US 12,204,903 B2
Dual sum of quadword 16×16 multiply and accumulate
Venkateswara Madduri, Austin, TX (US); Cristina Anderson, Hillsboro, OR (US); Robert Valentine, Kiryat Tivon (IL); Mark Charney, Lexington, MA (US); and Vedvyas Shanbhogue, Austin, TX (US)
Assigned to Intel Corporation, Santa Clara, CA (US)
Filed by Intel Corporation, Santa Clara, CA (US)
Filed on Jun. 26, 2021, as Appl. No. 17/359,522.
Claims priority of provisional application 63/215,433, filed on Jun. 26, 2021.
Prior Publication US 2022/0413861 A1, Dec. 29, 2022
Int. Cl.
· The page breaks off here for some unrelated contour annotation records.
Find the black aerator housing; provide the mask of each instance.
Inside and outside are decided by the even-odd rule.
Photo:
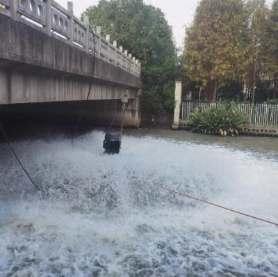
[[[108,154],[119,154],[121,148],[120,132],[106,133],[104,141],[104,152]]]

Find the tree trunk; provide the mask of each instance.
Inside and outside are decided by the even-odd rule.
[[[206,102],[215,102],[216,101],[217,84],[215,81],[210,81],[205,88]]]

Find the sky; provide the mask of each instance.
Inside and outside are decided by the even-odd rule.
[[[67,0],[56,0],[63,7],[67,7]],[[74,15],[79,17],[86,8],[97,5],[99,0],[72,0],[74,2]],[[145,3],[160,8],[165,13],[169,24],[172,26],[174,38],[179,47],[182,47],[185,26],[193,21],[199,0],[145,0]],[[268,3],[272,0],[267,0]]]

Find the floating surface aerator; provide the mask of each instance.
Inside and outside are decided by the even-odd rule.
[[[105,134],[104,148],[108,154],[119,154],[121,148],[121,133],[108,132]]]

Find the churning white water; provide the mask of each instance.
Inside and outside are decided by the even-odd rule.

G06F 9/30 (2018.01)
CPC G06F 9/30145 (2013.01) [G06F 9/3001 (2013.01); G06F 9/30036 (2013.01); G06F 9/30038 (2023.08); G06F 9/30101 (2013.01)] 20 Claims
OG exemplary drawing
 
1. An apparatus comprising:
decoder circuitry to decode a single instruction, wherein the single instruction is to include fields for an opcode, one or more fields to indicate a location of a source/destination operand, one or more fields to indicate a location of a first source operand, and one or more fields to indicate a location of a second source operand, wherein the opcode is to indicate that execution circuitry is to:
multiply values from corresponding data elements of the first and second sources,
add a first subset of the multiplied values to a first value from the source/destination operand and store in a first data element position of the source/destination operand, and
add a second subset of the multiplied values to a second value from the source/destination operand and store in a second data element position of the source/destination operand; and
execution circuitry to execute the decoded instruction according to the opcode.